Dire che Carlo Porta (Milano, 1775 - Milano, 1821) e Giuseppe Gioacchino Belli (Roma, 1791 - Roma,1863) sono i massimi esponenti della poesia dialettale dell’Ottocento è far loro un torto. Sono due grandissimi poeti (anzi romanzieri, vedremo poi il perché) che possono ben volteggiare alle altezze dei coevi Foscolo (Zante, 1778 – Turnham Green, 1827) o Leopardi (Recanati, 1798 – Napoli, 1837), il cui valore viene percepito in modo riduttivo per la scelta di esprimersi in madrelingua “plebea” anziché nell’idioma letterario che costituisce di questa quasi una “traduzione”. Se almeno parte del loro corpus poetico l’avessero scritta in italiano (come faranno anche Berchet, Manzoni e gli altri), probabilmente la loro notorietà sarebbe molto più estesa.
Perché considerare Belli e Porta romanzieri? L’oggetto della loro ricerca è l’accurata descrizione di modelli e comportamenti sociali, d’involontario (ma forse no) affresco storico, di tableaux-vivants e dialoghi pronti per il teatro capaci di restituire il loro tempo con tale complessità e ricchezza di sfumature da dilatare enormemente i confini della poesia. Esula da questo contesto un esame più approfondito, chi volesse può approfittare dell’illuminante lavoro di Dante Isella (in C. Porta, Poesie, a cura di D. I., Milano-Napoli, Ricciardi, 1958, pp. XI-XXIX). Qui vorrei dire solo del criterio adottato nella “traduzione” per rimanere fedele e non perdere il blend aristo-becero di donna Fabia: un misto di arcaismi, fini diciture e termini eleganti mescolati al linguaggio corrente, non senza la civetteria di infilarci qualche bella volgarità. È il mondo dell’aristocrazia lombarda fine ‘700, che regge la sua economia su immensi possedimenti e rendita agraria che permette la bella vita in città e lo sfogo della villeggiatura nelle splendide sontuose lombarde dimore. Con esercito annesso di domestici, cameriere, fattori, giardinieri, cuoche, sguattere, cocchiere, il maggiordomo più realista del Re e finalmente l’immancabile prete di casa, i cui buoni uffici dovrebbero garantire la dolce vita nell’aldilà intanto che si godono bellamente i privilegi dell’aldiquà. Questo spiega perché rimangano alcune parole milanesi monche in coda (Fabron, tal, qual, ugual, simil, infallibil, mandare a dar via, etc ) e i vezzi scurrili che mai abbandonano i signori, sorta di grossolana lingua parallela che scorre nella conversazione come il fosso di fianco alla strada.

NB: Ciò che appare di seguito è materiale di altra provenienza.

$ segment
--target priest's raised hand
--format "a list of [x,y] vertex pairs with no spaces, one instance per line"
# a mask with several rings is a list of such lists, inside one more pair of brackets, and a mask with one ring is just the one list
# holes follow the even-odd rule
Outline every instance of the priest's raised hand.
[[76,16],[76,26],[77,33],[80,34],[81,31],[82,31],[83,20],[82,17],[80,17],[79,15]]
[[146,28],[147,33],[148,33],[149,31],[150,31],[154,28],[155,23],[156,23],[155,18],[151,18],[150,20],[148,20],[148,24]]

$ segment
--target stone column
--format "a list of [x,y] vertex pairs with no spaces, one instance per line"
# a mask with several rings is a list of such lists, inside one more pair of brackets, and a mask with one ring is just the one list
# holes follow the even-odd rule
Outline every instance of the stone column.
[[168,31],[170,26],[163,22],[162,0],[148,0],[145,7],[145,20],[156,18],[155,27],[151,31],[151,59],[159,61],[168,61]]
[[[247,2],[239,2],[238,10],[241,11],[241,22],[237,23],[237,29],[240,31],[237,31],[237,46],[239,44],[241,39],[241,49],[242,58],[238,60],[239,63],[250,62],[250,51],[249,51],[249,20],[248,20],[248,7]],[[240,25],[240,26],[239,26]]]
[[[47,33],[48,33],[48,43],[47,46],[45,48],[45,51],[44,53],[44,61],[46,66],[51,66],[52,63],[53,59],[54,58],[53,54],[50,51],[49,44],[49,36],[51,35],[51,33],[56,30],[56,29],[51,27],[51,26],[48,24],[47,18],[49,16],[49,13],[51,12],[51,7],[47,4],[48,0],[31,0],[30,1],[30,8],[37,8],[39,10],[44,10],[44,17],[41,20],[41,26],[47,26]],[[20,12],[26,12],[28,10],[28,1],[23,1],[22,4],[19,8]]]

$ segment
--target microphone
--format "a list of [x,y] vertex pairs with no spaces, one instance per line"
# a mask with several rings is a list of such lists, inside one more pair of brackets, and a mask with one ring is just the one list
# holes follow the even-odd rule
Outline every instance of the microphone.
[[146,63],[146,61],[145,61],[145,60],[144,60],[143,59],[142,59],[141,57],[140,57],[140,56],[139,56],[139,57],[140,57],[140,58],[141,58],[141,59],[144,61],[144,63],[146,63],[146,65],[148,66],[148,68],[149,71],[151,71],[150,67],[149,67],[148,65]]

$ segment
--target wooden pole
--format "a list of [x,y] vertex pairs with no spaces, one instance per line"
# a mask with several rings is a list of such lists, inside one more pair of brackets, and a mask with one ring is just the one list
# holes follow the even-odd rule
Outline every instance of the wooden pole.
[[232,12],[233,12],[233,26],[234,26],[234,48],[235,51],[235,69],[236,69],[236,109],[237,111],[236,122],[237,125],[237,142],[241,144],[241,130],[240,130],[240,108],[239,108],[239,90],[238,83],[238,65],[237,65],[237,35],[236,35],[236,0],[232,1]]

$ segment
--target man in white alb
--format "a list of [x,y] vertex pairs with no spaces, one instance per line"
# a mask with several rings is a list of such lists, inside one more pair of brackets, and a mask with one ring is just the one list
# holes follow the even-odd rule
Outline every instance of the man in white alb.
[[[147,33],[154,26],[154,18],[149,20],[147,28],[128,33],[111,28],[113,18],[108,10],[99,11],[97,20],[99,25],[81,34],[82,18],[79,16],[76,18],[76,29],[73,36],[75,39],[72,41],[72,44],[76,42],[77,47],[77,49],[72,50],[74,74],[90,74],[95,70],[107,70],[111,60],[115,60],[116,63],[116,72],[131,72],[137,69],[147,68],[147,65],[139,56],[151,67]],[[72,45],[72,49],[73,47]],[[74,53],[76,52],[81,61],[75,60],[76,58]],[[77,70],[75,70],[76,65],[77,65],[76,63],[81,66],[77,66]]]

Del Porta ho inteso rispettare anche l’entrare e l’uscire dal canone della metrica, secondo il tono umorale del momento: a tratti aulico, altrove “pratico”, senza riguardi per l’infrazione.
La poesia in milanese, per quei pochi che lo parlano (e sia chiaro che per capire tutto devo fare uno sforzo anch’io!) è spassosissima. Per farla intendere a tutti, lo spettacolo aggiunge un controcanto dal vivo: Adriana, in paziente attesa che il film finisca (come in un’installazione di Fabio Mauri o Bob Wilson) per poi snocciolarne con garbo la traduzione. Ho lavorato con Adriana Asti per la prima volta nel 1994, nel film Pasolini, un delitto italiano. Ci siamo ritrovati poi nel tempo: La meglio gioventù (2003), Quando sei nato non puoi più nasconderti (2005), fino a pochi mesi fa in Nome di donna. Da sempre avremmo desiderato fare insieme qualcosa dedicato al Porta, nume tutelare di entrambi meneghini. Naturalmente si deve immaginare la Milano dei quadri del Piccio (Giovanni Carnevali), di Carlo Canella, Giuseppe Elena, Giuseppe Molteni o i ritratti di Andrea Appiani e di Francesco Hayez.
Il costume di Adriana, più che rifarsi alla moda primi ‘800 (con predilezione napoleonica per stoffe leggere e sottovesti e scialli) riecheggia quella dei precedenti decenni before the Revolution: il nero in cui s’avvolge donna Fabia è quello d’una goyesca Maja vestida che rimpiange la dominazione austriaca, forse addirittura l’antecedente spagnola. Porta il lutto, ma non per ragioni di famiglia, ma per il Sei e Settecento che se ne sono volati via dispettosi.
Il prete di casa è interpretato da Andreapietro Anselmi, obbligato dal languorino allo stomaco a connivente silenzioso assenso.